Grandes empresas enfrentam mais obstáculos para contratar
As empresas de maior porte lideram os índices de escassez de talentos. Entre as organizações com 1.000 a 4.999 funcionários, 90% relatam dificuldades para preencher vagas. Nessas empresas, faltam candidatos com as competências exigidas.
O levantamento também mostra diferenças entre os setores da economia. A maior dificuldade aparece nas empresas de serviços profissionais, científicos e técnicos, onde 85% dos empregadores relatam problemas para contratar. Em seguida vem o setor de informação, com 83%.
Segundo o estudo, a falta de profissionais qualificados reduz a produtividade. Além disso, limita a expansão das empresas e dificulta investimentos em áreas consideradas estratégicas.
São Paulo lidera a dificuldade de contratação
A escassez de talentos também varia entre as regiões do país. São Paulo lidera o levantamento, com 88% das empresas relatando dificuldades para contratar profissionais qualificados.
Na sequência aparecem Minas Gerais, com 85%, Rio de Janeiro, com 80%, e Paraná, com 74%.
De acordo com a pesquisa, essas diferenças refletem características regionais. Entre elas estão a concentração de determinados setores econômicos e a disponibilidade de profissionais especializados.
Competências técnicas e comportamentais ganham espaço
A pesquisa também identifica as habilidades mais procuradas pelas empresas brasileiras.
Entre as competências técnicas mais demandadas estão o desenvolvimento de aplicações de inteligência artificial (IA), o letramento em IA — capacidade de compreender e utilizar ferramentas baseadas nessa tecnologia —, tecnologia da informação e análise de dados. Também aparecem atendimento ao cliente, marketing e vendas.
Ao mesmo tempo, as habilidades comportamentais ganharam mais importância nos processos seletivos. As empresas valorizam profissionalismo, ética, comunicação, trabalho em equipe, capacidade de adaptação, disposição para aprender, pensamento crítico, resolução de problemas e letramento digital.
Escassez de talentos influencia estratégias das empresas
A dificuldade para contratar profissionais produz efeitos que vão além dos processos seletivos. Segundo o levantamento, a escassez de talentos intensifica a concorrência entre empresas por mão de obra especializada. Como resultado, pressiona salários em alguns segmentos e amplia a necessidade de investir em capacitação.
Para os trabalhadores que possuem as competências mais demandadas, esse cenário amplia as oportunidades de inserção e crescimento profissional.

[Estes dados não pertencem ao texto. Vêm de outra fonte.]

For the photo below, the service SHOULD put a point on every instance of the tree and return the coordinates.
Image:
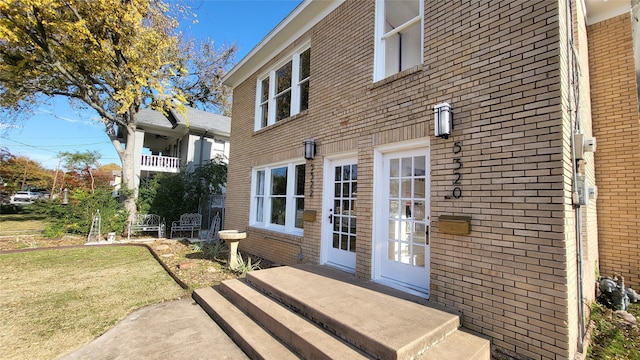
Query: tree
(20, 173)
(82, 162)
(114, 56)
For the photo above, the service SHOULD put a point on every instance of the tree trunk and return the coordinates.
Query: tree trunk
(129, 181)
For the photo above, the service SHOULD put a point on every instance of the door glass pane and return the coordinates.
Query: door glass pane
(419, 210)
(406, 188)
(393, 253)
(394, 209)
(394, 188)
(419, 235)
(419, 188)
(418, 255)
(344, 241)
(420, 166)
(300, 175)
(407, 167)
(393, 231)
(299, 211)
(405, 253)
(394, 168)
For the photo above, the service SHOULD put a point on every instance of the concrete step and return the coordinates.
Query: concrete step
(306, 338)
(459, 345)
(321, 313)
(255, 341)
(381, 325)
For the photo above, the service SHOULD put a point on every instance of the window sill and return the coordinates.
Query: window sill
(282, 122)
(272, 231)
(402, 74)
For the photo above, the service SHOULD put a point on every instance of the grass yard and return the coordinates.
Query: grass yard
(54, 301)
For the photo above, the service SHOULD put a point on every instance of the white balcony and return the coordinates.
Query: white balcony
(160, 164)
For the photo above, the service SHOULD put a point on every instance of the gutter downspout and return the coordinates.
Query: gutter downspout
(572, 82)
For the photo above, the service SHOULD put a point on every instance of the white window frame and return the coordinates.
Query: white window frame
(290, 215)
(295, 85)
(379, 72)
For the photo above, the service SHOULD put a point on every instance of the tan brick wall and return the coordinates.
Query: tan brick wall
(616, 124)
(499, 65)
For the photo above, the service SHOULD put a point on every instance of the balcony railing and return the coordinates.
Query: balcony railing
(160, 163)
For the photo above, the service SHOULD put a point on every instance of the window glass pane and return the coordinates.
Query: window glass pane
(260, 182)
(279, 181)
(283, 78)
(265, 114)
(304, 96)
(407, 166)
(398, 12)
(300, 172)
(283, 106)
(299, 210)
(420, 168)
(259, 209)
(265, 90)
(394, 168)
(278, 210)
(305, 61)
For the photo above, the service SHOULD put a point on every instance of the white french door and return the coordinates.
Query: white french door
(339, 220)
(402, 221)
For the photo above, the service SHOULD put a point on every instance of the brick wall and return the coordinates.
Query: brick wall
(616, 125)
(499, 65)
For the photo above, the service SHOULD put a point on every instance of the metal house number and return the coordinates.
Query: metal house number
(456, 193)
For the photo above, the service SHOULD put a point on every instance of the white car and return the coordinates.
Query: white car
(25, 196)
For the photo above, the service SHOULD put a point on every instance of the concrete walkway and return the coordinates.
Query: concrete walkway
(177, 329)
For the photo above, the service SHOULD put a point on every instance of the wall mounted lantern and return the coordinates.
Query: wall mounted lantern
(309, 149)
(443, 120)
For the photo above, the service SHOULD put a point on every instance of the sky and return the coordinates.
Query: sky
(56, 127)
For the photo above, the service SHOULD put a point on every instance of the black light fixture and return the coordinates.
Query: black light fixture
(309, 149)
(443, 120)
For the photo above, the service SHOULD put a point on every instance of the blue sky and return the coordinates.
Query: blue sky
(56, 127)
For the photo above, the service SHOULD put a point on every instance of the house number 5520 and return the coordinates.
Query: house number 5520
(456, 193)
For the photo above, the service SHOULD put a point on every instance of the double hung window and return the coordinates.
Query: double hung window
(283, 91)
(399, 36)
(278, 197)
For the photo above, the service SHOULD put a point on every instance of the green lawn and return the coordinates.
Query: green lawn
(55, 301)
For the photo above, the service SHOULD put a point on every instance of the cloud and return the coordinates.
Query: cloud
(93, 122)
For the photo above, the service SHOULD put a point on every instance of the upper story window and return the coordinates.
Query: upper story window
(399, 36)
(284, 90)
(278, 197)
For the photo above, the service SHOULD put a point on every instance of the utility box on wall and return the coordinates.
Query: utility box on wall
(457, 225)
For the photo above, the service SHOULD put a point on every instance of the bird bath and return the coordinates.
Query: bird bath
(232, 237)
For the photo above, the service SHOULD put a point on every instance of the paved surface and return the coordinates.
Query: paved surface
(177, 329)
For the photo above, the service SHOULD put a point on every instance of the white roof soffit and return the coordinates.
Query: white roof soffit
(600, 10)
(300, 20)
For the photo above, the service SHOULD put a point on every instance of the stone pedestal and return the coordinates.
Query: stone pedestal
(232, 237)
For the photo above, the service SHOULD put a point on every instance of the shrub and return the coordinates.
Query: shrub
(77, 216)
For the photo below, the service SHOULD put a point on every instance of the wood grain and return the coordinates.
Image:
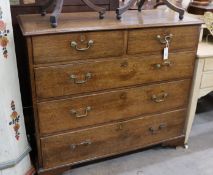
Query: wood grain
(56, 116)
(54, 81)
(88, 21)
(125, 135)
(146, 41)
(59, 46)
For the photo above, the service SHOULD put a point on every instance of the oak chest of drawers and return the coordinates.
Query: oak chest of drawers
(101, 87)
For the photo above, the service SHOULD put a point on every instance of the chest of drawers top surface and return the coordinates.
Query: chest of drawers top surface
(88, 21)
(96, 82)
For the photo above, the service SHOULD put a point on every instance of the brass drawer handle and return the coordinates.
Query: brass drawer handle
(86, 78)
(84, 143)
(164, 64)
(160, 97)
(75, 45)
(157, 130)
(77, 115)
(165, 39)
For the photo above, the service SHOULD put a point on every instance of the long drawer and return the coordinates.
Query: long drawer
(84, 111)
(111, 139)
(77, 46)
(62, 80)
(147, 41)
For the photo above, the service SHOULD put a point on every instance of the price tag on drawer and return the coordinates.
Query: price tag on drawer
(166, 53)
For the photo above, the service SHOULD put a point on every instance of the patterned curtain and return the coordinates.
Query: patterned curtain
(14, 148)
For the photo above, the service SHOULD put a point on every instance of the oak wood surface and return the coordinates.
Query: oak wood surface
(55, 81)
(33, 93)
(125, 135)
(119, 85)
(75, 22)
(143, 41)
(56, 116)
(59, 46)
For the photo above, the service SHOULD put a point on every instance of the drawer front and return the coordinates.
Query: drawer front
(207, 80)
(111, 139)
(77, 46)
(61, 115)
(76, 78)
(208, 64)
(146, 41)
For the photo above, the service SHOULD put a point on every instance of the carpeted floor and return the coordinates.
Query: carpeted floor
(197, 160)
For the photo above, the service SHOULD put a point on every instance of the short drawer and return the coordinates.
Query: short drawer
(77, 46)
(83, 77)
(207, 80)
(208, 64)
(111, 139)
(147, 41)
(84, 111)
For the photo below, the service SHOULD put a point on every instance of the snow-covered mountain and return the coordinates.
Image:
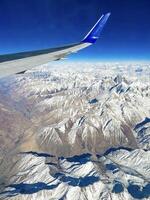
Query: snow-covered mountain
(76, 132)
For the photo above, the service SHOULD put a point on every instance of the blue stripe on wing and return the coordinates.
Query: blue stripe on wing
(95, 32)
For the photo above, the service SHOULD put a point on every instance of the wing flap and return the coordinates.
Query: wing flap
(20, 62)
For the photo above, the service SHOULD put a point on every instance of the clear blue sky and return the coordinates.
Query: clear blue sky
(37, 24)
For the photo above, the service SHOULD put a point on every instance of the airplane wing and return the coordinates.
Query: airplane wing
(20, 62)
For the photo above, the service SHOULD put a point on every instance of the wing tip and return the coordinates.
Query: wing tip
(95, 32)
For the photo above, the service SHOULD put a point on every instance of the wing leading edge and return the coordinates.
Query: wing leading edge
(19, 62)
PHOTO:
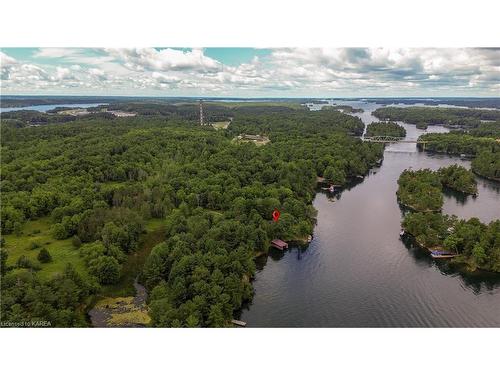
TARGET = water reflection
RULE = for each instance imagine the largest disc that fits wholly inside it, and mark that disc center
(478, 281)
(358, 272)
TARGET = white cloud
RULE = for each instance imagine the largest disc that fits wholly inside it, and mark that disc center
(300, 71)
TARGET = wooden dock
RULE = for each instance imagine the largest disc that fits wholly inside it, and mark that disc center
(238, 323)
(439, 255)
(279, 244)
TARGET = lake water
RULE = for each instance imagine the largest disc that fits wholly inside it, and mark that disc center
(48, 107)
(357, 272)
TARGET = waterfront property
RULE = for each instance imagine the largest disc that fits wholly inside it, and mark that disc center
(279, 244)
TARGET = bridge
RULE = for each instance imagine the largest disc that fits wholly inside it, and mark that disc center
(389, 139)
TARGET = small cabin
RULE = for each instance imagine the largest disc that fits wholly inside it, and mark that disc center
(279, 244)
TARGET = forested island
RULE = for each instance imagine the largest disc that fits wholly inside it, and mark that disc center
(343, 108)
(475, 244)
(79, 197)
(427, 116)
(390, 129)
(461, 102)
(421, 190)
(485, 151)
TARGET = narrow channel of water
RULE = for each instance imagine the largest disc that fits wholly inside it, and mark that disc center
(357, 272)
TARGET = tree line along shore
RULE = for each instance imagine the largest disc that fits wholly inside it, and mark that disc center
(78, 196)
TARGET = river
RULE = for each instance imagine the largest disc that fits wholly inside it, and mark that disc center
(48, 107)
(357, 272)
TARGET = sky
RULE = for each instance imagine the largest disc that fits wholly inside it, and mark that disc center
(250, 72)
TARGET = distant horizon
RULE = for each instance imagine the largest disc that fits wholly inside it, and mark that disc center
(252, 72)
(246, 98)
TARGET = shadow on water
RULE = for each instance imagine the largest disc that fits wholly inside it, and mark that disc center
(298, 248)
(478, 281)
(460, 198)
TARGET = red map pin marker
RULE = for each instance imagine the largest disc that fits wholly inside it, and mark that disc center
(276, 215)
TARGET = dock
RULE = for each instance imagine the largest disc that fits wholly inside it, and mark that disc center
(238, 323)
(442, 255)
(279, 244)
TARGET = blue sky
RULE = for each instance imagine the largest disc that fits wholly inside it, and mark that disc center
(247, 72)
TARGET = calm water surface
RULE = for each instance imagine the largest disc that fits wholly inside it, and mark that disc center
(48, 107)
(358, 273)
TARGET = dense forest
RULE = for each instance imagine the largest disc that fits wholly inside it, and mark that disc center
(485, 151)
(477, 244)
(462, 117)
(458, 178)
(462, 102)
(390, 129)
(78, 196)
(421, 190)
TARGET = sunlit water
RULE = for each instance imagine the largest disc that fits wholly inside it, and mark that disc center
(357, 272)
(48, 107)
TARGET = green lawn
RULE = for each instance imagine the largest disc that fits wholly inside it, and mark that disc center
(221, 124)
(38, 231)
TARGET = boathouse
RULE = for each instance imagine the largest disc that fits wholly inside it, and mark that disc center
(279, 244)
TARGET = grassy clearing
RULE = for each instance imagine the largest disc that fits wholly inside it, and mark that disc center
(221, 125)
(155, 233)
(38, 232)
(122, 312)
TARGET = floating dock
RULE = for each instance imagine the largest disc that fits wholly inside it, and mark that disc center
(279, 244)
(238, 323)
(442, 255)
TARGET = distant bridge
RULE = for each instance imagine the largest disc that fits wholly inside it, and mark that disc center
(389, 139)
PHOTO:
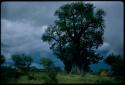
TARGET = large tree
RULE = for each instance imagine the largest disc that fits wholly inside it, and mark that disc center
(76, 34)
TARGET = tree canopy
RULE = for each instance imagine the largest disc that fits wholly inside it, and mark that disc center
(77, 32)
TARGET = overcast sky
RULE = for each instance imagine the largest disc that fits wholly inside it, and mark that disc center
(23, 23)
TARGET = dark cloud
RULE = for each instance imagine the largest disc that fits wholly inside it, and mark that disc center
(23, 23)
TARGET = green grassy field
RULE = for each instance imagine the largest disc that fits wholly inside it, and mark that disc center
(66, 79)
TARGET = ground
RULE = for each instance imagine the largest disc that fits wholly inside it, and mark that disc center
(66, 79)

Por outro lado, empresas e formuladores de políticas públicas enfrentam um desafio maior. Os resultados reforçam a importância de ampliar a qualificação profissional e reduzir a distância entre as habilidades disponíveis e aquelas exigidas pelo mercado.
Mesmo com a leve redução registrada em relação ao ano anterior, a Pesquisa Global de Escassez de Talentos 2026 indica que a falta de mão de obra qualificada continua sendo um desafio estrutural no Brasil. A estabilidade do índice nos últimos quatro anos mostra que a formação de profissionais continuará sendo prioridade. Além disso, o desenvolvimento de competências deve permanecer entre os principais fatores para a competitividade das empresas nos próximos anos.